Molecular Docking results
The binding energy of the components, the targets, and the number of hydrogen bonds formed are important indicators to evaluate the binding ability. The increase in the number of hydrogen bonds reflects a more stable binding. According to the data, 70% of the binding energy was under -4.25 kcal/mol, and 53% of the binding energy was -5.0 kcal/mol below, of which the binding energy of stigmasterol with PPARG, CXCL8, and CAT were under -7.50 kcal/mol. This indicated that the chemical active ingredients in HQC formula had high binding activity with inflammatory targets(Figure 8-9).

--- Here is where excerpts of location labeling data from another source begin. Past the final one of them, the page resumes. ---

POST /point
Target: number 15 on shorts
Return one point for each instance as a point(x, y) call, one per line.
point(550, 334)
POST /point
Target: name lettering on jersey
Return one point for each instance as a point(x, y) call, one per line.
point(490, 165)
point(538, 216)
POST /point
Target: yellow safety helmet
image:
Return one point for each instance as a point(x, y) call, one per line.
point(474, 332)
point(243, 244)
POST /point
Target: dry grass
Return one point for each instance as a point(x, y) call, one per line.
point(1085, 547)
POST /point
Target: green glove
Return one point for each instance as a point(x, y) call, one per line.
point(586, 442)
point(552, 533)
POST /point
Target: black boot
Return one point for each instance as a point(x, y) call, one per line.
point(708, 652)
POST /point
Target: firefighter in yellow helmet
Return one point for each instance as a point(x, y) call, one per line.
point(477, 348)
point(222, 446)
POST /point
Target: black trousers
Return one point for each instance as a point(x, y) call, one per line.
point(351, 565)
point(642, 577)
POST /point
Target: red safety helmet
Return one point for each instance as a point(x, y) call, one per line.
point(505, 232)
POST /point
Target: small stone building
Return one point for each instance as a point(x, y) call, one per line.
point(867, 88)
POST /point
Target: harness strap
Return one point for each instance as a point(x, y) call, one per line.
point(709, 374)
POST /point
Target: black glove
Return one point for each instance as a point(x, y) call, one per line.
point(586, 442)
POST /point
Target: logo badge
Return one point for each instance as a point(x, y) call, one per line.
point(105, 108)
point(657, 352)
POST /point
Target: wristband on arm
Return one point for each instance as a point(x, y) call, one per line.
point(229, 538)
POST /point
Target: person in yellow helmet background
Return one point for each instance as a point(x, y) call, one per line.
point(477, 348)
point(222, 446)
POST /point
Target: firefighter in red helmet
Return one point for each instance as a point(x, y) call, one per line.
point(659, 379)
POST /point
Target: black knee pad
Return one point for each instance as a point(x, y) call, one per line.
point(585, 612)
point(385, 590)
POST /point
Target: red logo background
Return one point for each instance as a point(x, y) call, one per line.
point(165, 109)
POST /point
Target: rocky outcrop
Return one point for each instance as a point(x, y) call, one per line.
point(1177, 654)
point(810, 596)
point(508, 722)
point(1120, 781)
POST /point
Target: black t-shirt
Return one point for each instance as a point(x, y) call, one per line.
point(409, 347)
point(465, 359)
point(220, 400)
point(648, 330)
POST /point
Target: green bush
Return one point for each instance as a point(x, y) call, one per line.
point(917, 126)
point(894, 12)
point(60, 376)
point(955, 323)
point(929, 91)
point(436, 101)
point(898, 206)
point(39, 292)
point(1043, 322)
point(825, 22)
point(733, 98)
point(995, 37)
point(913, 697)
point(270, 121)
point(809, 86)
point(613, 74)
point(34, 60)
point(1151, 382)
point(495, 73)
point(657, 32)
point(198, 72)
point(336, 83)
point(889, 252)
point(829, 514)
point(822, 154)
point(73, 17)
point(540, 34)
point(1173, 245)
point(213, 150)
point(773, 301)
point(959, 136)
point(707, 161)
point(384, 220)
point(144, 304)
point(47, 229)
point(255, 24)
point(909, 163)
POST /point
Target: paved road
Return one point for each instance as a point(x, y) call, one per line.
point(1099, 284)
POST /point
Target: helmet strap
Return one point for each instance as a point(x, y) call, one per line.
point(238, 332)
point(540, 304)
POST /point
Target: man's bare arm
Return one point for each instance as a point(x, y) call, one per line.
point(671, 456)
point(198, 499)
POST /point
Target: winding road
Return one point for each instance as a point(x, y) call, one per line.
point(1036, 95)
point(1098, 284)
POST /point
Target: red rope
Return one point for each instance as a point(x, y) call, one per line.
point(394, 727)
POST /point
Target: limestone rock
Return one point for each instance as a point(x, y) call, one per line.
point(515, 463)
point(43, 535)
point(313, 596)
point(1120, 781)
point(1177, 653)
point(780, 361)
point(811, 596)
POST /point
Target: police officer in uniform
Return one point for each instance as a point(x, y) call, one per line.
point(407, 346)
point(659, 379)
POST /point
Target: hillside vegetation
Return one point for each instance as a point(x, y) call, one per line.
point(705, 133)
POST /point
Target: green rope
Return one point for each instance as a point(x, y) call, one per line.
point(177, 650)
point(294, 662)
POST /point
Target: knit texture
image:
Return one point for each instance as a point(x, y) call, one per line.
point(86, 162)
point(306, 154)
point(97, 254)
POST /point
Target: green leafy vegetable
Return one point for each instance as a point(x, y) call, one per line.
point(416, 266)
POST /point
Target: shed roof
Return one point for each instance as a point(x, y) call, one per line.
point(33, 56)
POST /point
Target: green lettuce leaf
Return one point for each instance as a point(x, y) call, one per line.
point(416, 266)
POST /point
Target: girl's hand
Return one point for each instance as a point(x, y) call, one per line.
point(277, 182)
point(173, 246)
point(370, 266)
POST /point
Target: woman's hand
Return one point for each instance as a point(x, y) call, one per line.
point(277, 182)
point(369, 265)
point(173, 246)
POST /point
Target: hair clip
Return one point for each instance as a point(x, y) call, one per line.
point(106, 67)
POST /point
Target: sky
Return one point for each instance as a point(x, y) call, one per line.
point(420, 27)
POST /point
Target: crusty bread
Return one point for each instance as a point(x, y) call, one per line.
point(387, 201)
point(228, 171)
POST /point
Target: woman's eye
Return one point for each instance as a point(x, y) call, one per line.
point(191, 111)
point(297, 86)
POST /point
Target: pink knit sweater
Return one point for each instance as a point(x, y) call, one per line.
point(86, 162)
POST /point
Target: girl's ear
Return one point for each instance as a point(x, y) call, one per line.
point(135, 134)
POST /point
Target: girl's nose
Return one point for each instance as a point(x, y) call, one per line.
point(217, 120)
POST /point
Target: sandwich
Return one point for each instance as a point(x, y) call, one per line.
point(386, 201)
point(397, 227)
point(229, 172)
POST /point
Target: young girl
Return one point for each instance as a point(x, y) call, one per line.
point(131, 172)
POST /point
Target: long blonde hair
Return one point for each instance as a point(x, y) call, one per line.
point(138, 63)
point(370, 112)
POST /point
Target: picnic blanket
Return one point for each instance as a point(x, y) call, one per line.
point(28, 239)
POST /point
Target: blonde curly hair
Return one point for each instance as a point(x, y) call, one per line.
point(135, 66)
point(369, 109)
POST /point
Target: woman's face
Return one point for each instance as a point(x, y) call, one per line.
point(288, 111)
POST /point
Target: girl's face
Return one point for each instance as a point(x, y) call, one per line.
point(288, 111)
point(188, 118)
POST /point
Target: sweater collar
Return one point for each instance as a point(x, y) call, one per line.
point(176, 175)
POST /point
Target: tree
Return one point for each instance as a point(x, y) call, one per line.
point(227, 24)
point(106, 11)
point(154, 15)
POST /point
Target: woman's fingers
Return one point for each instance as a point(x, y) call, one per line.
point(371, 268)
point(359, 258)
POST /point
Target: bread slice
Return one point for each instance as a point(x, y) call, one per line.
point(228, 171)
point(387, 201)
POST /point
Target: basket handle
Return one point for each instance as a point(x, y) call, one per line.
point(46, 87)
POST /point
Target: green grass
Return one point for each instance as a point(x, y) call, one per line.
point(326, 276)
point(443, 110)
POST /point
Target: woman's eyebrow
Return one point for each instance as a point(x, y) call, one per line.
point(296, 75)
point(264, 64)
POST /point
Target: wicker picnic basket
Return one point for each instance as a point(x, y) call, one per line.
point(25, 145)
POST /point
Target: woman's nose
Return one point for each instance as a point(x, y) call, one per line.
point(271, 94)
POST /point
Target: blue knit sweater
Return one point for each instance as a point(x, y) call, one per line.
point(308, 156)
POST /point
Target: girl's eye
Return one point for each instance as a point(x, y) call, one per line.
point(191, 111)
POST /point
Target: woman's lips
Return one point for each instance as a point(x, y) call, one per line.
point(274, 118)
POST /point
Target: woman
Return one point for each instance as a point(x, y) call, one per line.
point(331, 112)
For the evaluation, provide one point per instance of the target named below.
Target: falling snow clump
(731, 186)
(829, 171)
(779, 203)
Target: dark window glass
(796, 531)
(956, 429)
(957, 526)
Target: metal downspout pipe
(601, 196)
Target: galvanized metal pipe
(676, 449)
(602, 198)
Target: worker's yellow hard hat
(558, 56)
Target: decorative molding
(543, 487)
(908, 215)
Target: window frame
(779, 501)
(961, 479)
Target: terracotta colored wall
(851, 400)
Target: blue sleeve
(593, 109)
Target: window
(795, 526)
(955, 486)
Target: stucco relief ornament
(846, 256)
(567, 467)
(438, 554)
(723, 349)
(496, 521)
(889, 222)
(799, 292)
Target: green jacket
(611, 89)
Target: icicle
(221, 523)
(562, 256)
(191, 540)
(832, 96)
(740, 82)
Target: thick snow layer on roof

Experimental Validation Results
The experimental results revealed that increased serum PTGS2 levels and reduced serum levels of PPARG and CAT were witnessed in AS patients before treatment compared with healthy individuals (P < 0.01). HQC can make PTGS2 low expression and PPARG and CAT high expression(P < 0.01; Figure 10).